Beating FLAC with libpng
None of the lossless audio compression codecs seem to make direct use of autocorrelation when compressing the audio. Autocorrelation is the property of signal resembling itself when shifted in time.
It is formally defined as:
a(i) = sum(f(x) * f(x - i))
over some window, where i is the autocorrelation parameter. f(x) is the signal, typically normalized for values between -1 and 1. The objective is to find i > 0 that gives the maximum value for the sum over some value range of x. A simple algorithm is to just try all candidate values for i, and return the i which gave the best value for the sum.
Typically, human voice singing or an instrument playing displays extremely high regularity across some sample window, which depends on the fundamental frequency of the sound. For instance, if audio is being sampled at 44100 Hz and contains a fundamental frequency of 440 Hz, then you will find a high correlation function value near i=100 because 44100 / 440 is approximately 100.
This is because most instrument sounds are often generated by physical processes that yield some base frequency and overtones that are exact multiples of the base frequency. After one loop of the base frequency, all the components are in the same phase and the signal repeats almost identically.
Additionally, when multiple sounds are combined, they are often combined in a fashion that preserves a variant of this property, because harmonious sounds require the relationships between base frequencies to be rational numbers based on fairly small integers. In these circumstances, the signal will repeat identically once the phases of the components are the same again. This means that the approach is still viable even when more complex sounds are being played, though the correlation window will be longer. Therefore, the approach will work best for human voice, guitar solos, etc.
What audio compression codecs typically do is use a predictor that is based on just a few last samples of the sample stream. The difference between the predicted value and the actual sample value is written as a data stream and subject to some compression mechanism such as deflate. This in principle allows the compressor to compress the autocorrelation away, but it appears that the predictor is better at exploiting it.
The prototype
I decided to write a simple prototype to check if I could beat FLAC in its own game by discovering a good autocorrelation value, and using that as image width and then using libpng to compress the same audio as a 16-bit grayscale image. I tested the results using the PAETH and UP predictors, and did some experimenting with OPTIMUM coding as well, but I only really got good results by using a single predictor. I settled with PAETH.

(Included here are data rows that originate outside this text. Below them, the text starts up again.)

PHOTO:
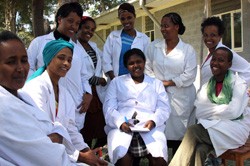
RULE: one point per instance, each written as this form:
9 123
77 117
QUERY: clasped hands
125 127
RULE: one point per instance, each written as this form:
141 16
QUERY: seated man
27 136
134 94
222 113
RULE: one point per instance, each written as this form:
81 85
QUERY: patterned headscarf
49 52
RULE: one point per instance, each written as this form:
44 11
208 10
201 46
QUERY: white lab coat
23 134
42 92
224 132
112 49
35 51
149 100
239 65
89 69
179 66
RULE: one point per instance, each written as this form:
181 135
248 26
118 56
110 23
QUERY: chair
239 154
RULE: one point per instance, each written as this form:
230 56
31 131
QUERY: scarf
49 52
226 93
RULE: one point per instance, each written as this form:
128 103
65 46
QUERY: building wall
192 16
245 5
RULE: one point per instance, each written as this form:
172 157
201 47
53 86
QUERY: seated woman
130 94
222 113
54 99
26 133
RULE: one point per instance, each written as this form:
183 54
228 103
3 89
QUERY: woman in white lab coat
26 133
212 30
174 63
136 93
222 113
52 98
68 18
92 58
118 42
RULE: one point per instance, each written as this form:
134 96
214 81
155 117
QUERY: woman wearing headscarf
222 112
68 18
52 98
174 63
27 135
120 41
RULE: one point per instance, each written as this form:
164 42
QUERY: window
149 28
233 32
230 12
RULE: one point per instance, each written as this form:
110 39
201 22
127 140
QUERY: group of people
64 92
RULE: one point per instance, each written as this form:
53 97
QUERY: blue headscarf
49 52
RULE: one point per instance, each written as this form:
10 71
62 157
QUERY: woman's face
69 25
86 32
211 37
219 63
60 64
14 66
135 66
168 29
127 20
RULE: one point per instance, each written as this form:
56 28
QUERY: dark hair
126 7
229 53
216 21
133 51
67 8
7 35
86 19
176 19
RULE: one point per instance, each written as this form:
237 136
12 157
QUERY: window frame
232 12
150 31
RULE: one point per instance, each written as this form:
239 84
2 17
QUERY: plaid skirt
137 146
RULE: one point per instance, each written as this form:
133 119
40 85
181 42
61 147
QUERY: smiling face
60 64
219 64
69 25
135 66
211 37
168 29
14 65
86 31
127 20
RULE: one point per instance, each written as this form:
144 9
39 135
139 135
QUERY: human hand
89 157
85 102
125 127
149 124
102 82
111 74
168 83
56 138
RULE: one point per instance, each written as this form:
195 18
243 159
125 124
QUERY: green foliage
95 7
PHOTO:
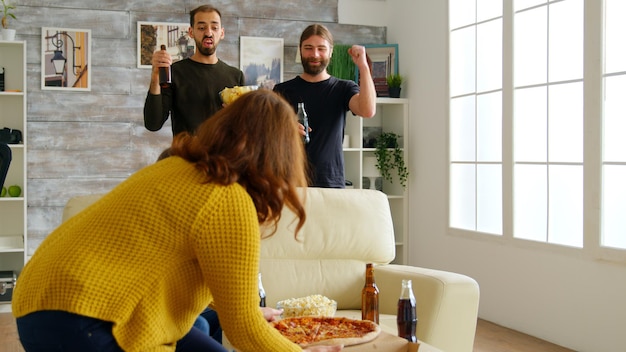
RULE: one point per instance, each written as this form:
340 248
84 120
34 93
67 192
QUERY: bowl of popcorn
313 305
229 95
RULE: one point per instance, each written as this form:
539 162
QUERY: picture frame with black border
175 36
261 60
65 59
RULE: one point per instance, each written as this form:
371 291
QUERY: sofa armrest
447 304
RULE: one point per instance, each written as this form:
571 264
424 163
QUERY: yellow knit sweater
150 256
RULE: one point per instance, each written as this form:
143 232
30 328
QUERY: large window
524 160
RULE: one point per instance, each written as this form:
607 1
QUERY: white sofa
345 229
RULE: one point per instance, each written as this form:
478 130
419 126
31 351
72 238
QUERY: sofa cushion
345 229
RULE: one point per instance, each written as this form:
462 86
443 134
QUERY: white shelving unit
392 115
13 213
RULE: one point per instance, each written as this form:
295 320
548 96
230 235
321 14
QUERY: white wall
572 301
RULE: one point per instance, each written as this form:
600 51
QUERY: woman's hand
270 314
324 348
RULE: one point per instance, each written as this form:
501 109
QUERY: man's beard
205 51
314 70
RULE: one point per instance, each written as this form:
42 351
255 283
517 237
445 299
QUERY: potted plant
7 11
394 82
390 156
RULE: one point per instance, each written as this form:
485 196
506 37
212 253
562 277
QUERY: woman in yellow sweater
134 270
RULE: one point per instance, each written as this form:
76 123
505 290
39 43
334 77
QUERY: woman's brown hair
253 141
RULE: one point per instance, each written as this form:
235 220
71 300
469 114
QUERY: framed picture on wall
152 35
261 60
384 62
65 59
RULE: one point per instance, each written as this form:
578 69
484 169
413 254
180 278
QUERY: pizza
317 330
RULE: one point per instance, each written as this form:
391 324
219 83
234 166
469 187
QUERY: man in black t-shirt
326 101
196 81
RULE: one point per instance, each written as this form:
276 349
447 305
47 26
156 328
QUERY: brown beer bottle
165 74
407 314
369 296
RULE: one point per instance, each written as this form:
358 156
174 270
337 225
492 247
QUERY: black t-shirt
326 104
194 95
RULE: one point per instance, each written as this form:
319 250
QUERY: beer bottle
407 314
369 296
165 74
304 120
261 292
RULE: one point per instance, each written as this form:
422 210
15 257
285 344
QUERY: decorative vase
394 92
7 34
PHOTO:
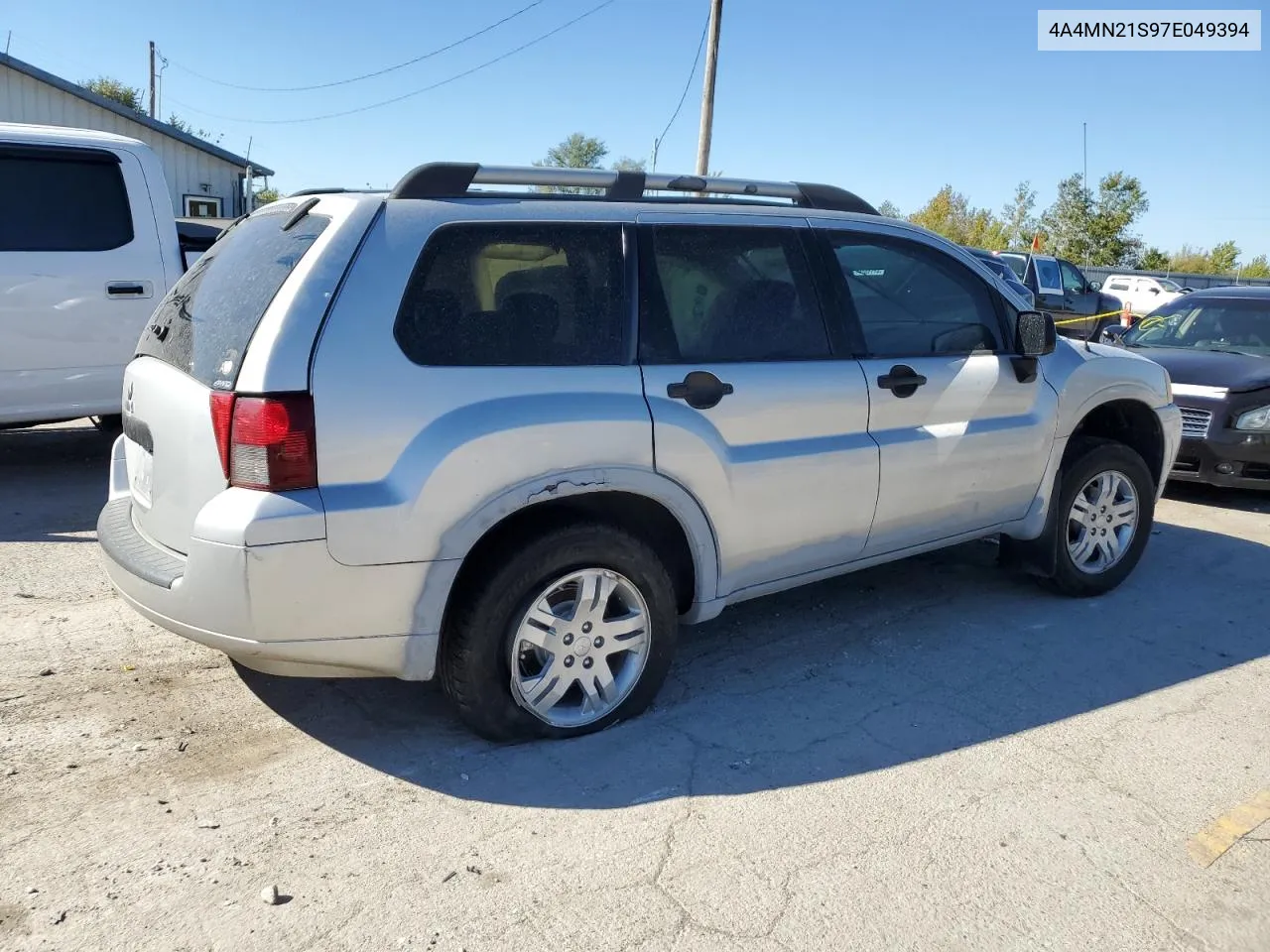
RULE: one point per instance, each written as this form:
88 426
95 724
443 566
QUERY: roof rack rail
454 179
333 190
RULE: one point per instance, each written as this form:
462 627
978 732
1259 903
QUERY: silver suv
513 439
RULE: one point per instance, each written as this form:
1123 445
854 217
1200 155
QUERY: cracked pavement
926 756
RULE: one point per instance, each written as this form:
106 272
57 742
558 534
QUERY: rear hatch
194 347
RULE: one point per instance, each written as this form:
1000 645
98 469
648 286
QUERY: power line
365 75
689 84
404 95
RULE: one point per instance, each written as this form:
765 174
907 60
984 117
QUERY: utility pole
707 93
151 79
1084 179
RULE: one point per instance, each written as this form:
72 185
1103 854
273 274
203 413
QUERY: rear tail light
266 443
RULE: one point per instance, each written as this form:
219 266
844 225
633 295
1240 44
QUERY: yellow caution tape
1093 317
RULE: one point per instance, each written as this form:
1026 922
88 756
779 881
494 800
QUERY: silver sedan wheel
580 649
1102 522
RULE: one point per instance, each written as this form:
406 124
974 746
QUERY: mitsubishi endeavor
513 438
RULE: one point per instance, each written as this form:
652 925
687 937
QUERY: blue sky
890 99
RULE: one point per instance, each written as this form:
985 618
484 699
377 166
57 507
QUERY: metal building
206 180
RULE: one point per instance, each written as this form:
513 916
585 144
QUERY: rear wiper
1229 350
296 216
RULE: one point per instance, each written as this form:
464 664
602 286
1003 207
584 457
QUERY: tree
1223 257
1080 227
578 151
951 214
627 164
1257 268
182 126
1020 223
123 94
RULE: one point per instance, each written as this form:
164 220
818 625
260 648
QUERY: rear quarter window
206 321
63 200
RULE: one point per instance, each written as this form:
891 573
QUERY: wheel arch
652 507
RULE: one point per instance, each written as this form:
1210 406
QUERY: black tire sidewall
1102 457
475 655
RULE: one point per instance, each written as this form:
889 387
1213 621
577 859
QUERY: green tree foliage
182 126
951 214
1019 221
1098 230
1222 259
627 164
123 94
1257 268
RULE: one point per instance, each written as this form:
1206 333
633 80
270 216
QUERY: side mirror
1035 334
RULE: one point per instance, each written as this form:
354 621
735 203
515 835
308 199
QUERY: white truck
87 246
1142 293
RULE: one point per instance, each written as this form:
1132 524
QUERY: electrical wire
689 84
404 95
365 75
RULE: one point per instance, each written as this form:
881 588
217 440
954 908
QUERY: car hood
1209 368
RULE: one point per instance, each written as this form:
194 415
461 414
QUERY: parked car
1005 272
513 439
1143 294
87 246
1215 345
1061 289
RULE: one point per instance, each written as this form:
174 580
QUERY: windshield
1228 325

The Paeth algorithm is based on the previous samples in this kind of pattern, where x is the current sample being coded:
a b
c x
In image coding context, a and b are from the prior image row. In audio coding, a and b are taken from the sample stream behind the autocorrelation length which serves as "width" of the image. The X is predicted to be one of a, b or c based on whichever sample is the closest to the Paeth equation b - a + c. The equation can be understood as b - a measuring the change from a to b, and adding this to c gives a prediction for what x might be. The fact the prediction is then replaced by one of the values a, b or c is because images often reuse the surrounding colors. In audio, such a notion makes no sense, and should be removed.

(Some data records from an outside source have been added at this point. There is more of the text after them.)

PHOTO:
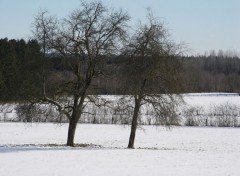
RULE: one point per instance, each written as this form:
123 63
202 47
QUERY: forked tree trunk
134 124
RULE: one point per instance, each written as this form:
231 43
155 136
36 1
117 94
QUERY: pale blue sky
202 24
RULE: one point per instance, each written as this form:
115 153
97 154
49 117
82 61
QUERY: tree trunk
134 124
71 132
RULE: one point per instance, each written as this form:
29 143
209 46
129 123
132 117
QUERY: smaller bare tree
153 73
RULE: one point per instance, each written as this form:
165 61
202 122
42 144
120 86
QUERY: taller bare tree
153 73
85 38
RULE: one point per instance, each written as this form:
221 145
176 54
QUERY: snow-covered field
181 151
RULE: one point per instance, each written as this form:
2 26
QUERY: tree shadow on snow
44 147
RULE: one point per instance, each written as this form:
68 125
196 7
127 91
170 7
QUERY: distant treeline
21 67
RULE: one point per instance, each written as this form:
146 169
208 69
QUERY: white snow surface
180 151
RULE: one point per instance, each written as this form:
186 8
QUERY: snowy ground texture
181 151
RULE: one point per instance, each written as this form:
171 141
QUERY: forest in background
21 69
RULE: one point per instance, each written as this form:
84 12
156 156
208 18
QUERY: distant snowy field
181 151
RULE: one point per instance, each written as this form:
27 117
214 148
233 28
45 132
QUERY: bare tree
84 39
152 73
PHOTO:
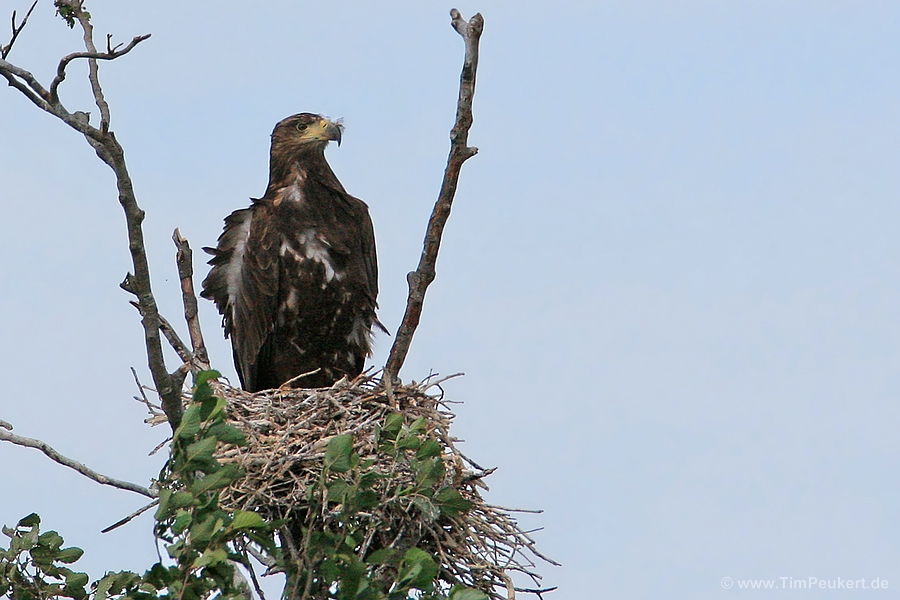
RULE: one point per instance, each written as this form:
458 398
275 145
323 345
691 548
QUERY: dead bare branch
110 54
130 517
184 259
108 149
74 464
16 30
460 151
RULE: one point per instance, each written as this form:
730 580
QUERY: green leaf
366 499
383 556
338 491
211 557
220 479
429 449
429 472
69 555
183 520
181 500
245 518
392 425
206 376
51 540
429 510
369 479
337 453
202 532
32 520
228 434
201 452
451 502
211 407
190 423
165 495
411 442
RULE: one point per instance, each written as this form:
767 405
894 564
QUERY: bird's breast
308 250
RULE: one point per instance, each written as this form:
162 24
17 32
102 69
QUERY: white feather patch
234 266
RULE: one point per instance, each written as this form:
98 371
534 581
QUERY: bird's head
306 131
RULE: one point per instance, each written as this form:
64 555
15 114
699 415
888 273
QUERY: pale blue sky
670 275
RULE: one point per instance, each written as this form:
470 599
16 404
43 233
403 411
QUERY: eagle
294 275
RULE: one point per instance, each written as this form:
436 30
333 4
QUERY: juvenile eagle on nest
294 275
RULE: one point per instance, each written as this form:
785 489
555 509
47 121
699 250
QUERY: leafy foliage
336 560
67 11
203 540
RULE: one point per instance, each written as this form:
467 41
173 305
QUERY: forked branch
104 143
460 152
110 54
16 30
44 447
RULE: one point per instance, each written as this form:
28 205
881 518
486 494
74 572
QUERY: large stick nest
288 431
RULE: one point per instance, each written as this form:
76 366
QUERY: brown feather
295 275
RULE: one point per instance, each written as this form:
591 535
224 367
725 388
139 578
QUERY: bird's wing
244 283
369 256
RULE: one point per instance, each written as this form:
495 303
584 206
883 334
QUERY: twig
460 151
4 50
74 464
130 517
108 149
184 258
93 56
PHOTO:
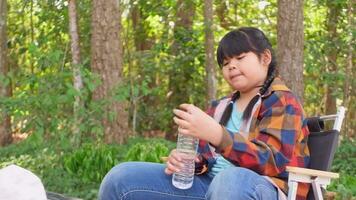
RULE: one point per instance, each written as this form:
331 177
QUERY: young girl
246 139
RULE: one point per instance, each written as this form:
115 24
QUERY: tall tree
349 84
185 12
5 91
5 128
77 79
181 74
290 44
331 53
106 61
209 50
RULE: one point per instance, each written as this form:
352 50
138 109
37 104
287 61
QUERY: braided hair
244 40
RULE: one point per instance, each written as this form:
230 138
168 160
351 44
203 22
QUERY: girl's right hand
174 162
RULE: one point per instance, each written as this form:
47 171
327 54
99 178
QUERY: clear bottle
187 148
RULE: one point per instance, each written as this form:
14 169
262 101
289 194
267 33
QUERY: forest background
87 84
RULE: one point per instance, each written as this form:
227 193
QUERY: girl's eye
240 57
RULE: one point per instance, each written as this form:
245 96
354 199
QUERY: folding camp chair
322 145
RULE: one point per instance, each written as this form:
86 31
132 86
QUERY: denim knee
240 183
113 183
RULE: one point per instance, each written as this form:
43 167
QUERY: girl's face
246 71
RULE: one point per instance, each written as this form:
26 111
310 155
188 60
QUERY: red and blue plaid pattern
277 138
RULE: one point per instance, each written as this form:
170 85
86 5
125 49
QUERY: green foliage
91 161
149 152
345 157
345 164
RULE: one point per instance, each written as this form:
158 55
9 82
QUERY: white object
17 183
317 178
187 147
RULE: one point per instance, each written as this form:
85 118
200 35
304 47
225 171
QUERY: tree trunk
180 75
106 61
349 86
331 54
209 50
290 44
77 79
5 124
222 12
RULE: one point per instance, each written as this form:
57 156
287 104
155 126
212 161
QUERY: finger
167 171
180 122
186 107
183 131
172 167
181 114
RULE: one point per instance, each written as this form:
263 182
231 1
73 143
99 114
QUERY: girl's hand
174 162
191 120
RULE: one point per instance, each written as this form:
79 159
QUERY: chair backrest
323 143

As the another alternative, the UP predictor simply takes the sample "b" of the above schematic and predicts X to be that. In practice this works nearly as well as Paeth.
Results
The sample audio I chose is one of the best case signals for this kind of compression, a single gradually decaying piano note. It is instructive to open the file in image editor to see why UP or PAETH predictor will do a good job on it. I was able to use libpng to compress the audio to 47k using the best zlib compression, whereas FLAC -8 compressed it to 52k.

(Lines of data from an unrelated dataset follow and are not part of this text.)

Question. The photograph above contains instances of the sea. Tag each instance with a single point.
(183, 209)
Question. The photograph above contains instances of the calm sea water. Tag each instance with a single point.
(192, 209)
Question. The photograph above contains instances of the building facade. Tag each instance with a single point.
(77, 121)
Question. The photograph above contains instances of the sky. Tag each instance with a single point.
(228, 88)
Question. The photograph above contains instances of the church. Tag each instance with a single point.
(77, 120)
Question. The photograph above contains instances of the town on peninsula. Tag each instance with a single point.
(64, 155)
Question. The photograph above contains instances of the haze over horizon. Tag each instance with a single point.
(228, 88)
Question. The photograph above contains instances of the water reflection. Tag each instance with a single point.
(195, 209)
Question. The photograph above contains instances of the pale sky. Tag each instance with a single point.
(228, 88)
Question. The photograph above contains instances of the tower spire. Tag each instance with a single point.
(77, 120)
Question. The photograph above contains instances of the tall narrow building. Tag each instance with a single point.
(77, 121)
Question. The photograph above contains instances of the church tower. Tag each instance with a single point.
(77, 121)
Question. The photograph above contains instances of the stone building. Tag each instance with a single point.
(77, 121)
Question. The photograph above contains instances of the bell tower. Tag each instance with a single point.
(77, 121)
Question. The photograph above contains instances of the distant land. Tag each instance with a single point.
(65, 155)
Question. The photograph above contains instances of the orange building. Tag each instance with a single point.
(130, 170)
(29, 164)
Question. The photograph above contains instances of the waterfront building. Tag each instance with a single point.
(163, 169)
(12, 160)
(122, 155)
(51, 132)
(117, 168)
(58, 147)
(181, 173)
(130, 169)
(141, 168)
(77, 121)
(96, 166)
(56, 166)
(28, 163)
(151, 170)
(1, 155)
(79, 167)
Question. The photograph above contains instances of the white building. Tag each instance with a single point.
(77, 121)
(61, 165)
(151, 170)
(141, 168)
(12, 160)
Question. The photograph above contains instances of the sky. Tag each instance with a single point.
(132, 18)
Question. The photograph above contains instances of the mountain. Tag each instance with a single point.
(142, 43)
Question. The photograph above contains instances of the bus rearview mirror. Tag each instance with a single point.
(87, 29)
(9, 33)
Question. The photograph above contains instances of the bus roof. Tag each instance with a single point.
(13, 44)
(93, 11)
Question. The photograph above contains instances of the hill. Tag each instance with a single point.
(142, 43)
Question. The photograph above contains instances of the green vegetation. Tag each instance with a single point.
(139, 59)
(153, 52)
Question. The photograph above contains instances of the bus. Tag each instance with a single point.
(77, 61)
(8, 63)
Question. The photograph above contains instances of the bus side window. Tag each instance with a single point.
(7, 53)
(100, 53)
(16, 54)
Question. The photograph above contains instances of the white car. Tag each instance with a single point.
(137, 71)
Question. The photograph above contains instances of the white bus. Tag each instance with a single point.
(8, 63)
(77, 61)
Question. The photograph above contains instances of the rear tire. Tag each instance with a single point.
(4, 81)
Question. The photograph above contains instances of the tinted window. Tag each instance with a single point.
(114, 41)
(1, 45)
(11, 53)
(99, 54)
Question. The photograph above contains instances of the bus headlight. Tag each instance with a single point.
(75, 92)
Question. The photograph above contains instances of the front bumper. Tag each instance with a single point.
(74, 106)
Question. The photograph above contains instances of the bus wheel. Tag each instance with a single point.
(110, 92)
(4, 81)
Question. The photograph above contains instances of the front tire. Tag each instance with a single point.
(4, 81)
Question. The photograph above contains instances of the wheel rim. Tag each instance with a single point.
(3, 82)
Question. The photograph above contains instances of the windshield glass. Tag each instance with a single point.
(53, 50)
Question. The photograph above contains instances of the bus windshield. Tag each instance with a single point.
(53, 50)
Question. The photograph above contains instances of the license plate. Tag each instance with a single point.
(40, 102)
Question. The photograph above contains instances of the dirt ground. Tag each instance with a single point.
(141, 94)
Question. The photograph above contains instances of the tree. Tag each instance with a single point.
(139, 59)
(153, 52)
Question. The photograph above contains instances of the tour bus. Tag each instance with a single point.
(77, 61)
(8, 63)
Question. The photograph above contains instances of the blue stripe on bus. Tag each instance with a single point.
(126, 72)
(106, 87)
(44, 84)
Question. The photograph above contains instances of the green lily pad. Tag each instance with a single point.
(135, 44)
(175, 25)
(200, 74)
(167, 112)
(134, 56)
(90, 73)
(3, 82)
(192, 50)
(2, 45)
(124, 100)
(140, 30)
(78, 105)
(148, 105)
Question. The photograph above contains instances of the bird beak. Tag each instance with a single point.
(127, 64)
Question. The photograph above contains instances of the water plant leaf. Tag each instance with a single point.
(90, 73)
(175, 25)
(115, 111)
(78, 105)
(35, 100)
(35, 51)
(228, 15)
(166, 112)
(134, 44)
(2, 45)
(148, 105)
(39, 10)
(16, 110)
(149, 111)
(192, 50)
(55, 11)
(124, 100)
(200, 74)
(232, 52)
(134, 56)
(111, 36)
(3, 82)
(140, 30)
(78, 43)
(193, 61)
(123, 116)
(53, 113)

In other words, this half an hour's work beat FLAC in this simple test by about 10 %.
What next?
The current program is mere toy. It will not work for generic signals, music, speech, or anything like that. It will work for isolated signals like this, though. To generalize this audio encoding technique, the audio must be analyzed and divided into suitable chunks based on the varying autocorrelation length, which would then change from block to block. A stream format must be defined which can represent the autocorrelation parameter. Better predictor than Paeth should be chosen, because it is designed for image compression.
It is likely that this kind of mechanism could be retrofitted into Monkey Audio or FLAC. Only certain kinds of signals benefit from it, so the mode needs to be enabled and disabled on a frame-by-frame basis, which suggests that adding it requires at least one bit per frame + encoding of single approximately 9 bit value. However, when it can be used, its efficiency appears to be better than with the existing linear predictive technologies, so autocorrelation should be measured and exploited where possible.
The autocorrelation could also be allowed to vary within a frame. For instance, if the frame starts with value a and ends with value b, a linear or polynomial interpolation could be fitted that best represents the variation within the frame. Something like the pdf exponential interpolation function where the parameter x takes values from 0 to 1:
i(x) = a + x^n * (b - a)
though it is possible that n = 1 is enough if frames are not very long or are broken when autocorrelation value changes.